On the Transferability of Neural Models of Morphological Analogies
- URL: http://arxiv.org/abs/2108.03938v1
- Date: Mon, 9 Aug 2021 11:08:33 GMT
- Title: On the Transferability of Neural Models of Morphological Analogies
- Authors: Safa Alsaidi, Amandine Decker, Puthineath Lay, Esteban Marquer,
Pierre-Alexandre Murena, Miguel Couceiro
- Abstract summary: In this paper, we focus on morphological tasks and we propose a deep learning approach to detect morphological analogies.
We present an empirical study to see how our framework transfers across languages, and that highlights interesting similarities and differences between these languages.
In view of these results, we also discuss the possibility of building a multilingual morphological model.
- Score: 7.89271130004391
- License: http://creativecommons.org/licenses/by-sa/4.0/
- Abstract: Analogical proportions are statements expressed in the form "A is to B as C
is to D" and are used for several reasoning and classification tasks in
artificial intelligence and natural language processing (NLP).
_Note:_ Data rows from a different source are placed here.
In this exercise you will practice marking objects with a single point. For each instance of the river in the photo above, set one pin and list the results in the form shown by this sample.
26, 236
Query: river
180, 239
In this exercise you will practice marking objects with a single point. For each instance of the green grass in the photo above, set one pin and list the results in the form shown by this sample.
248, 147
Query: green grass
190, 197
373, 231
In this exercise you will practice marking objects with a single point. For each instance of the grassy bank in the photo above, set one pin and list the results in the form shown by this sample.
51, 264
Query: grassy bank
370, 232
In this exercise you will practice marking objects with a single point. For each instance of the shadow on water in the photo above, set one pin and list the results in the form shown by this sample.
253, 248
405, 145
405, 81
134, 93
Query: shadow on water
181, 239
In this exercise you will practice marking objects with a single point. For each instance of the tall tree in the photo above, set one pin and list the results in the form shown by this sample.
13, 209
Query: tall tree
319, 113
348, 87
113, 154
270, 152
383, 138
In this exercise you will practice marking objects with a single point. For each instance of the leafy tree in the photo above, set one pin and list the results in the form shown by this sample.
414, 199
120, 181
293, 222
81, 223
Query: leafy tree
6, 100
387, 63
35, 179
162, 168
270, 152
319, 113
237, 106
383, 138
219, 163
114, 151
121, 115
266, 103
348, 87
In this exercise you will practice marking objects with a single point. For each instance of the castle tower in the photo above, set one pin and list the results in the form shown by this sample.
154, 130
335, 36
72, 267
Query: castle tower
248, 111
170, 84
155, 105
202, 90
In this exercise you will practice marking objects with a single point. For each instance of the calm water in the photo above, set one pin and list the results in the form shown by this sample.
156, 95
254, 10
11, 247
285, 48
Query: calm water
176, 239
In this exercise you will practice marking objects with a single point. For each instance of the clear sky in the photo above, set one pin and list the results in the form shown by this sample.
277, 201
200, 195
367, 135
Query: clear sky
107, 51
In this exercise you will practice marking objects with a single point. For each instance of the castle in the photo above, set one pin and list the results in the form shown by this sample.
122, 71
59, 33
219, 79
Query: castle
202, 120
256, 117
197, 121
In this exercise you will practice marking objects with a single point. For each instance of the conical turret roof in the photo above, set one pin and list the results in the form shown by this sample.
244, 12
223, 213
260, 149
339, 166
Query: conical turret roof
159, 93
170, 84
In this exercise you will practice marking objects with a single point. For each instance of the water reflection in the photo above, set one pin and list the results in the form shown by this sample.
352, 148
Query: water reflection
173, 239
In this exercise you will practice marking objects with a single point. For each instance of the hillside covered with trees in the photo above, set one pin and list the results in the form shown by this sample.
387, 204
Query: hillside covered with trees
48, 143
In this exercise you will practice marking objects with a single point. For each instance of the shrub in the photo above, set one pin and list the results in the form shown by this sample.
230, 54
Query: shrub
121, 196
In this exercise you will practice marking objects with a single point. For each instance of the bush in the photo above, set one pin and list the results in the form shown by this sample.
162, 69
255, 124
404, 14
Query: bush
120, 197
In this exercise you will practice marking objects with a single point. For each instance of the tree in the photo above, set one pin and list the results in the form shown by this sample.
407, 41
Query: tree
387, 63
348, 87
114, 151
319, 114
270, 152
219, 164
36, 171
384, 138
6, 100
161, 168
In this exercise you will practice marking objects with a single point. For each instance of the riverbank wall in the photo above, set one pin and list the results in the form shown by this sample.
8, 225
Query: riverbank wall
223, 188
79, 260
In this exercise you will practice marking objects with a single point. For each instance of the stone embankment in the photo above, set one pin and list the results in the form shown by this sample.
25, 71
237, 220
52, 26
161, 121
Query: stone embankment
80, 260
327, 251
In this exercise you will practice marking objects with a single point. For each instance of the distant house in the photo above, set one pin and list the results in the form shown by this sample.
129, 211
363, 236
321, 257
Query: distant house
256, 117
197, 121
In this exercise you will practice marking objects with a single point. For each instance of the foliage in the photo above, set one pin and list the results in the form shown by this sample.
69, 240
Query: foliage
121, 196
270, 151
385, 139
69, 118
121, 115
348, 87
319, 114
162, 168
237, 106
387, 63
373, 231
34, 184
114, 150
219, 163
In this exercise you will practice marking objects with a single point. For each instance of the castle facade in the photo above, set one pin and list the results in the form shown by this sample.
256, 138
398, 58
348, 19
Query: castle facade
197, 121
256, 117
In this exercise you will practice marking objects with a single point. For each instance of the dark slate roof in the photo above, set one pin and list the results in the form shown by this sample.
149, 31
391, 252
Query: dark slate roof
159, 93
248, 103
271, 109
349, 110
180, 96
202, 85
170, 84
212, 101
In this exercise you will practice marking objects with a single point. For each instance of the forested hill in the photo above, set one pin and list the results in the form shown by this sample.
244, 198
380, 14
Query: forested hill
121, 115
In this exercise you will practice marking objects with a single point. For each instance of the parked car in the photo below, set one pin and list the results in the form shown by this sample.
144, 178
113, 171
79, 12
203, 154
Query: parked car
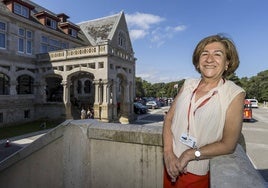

In this paper,
we focus on morphological tasks and we propose a deep learning approach to
detect morphological analogies. We present an empirical study to see how our
framework transfers across languages, and that highlights interesting
similarities and differences between these languages. In view of these results,
we also discuss the possibility of building a multilingual morphological model.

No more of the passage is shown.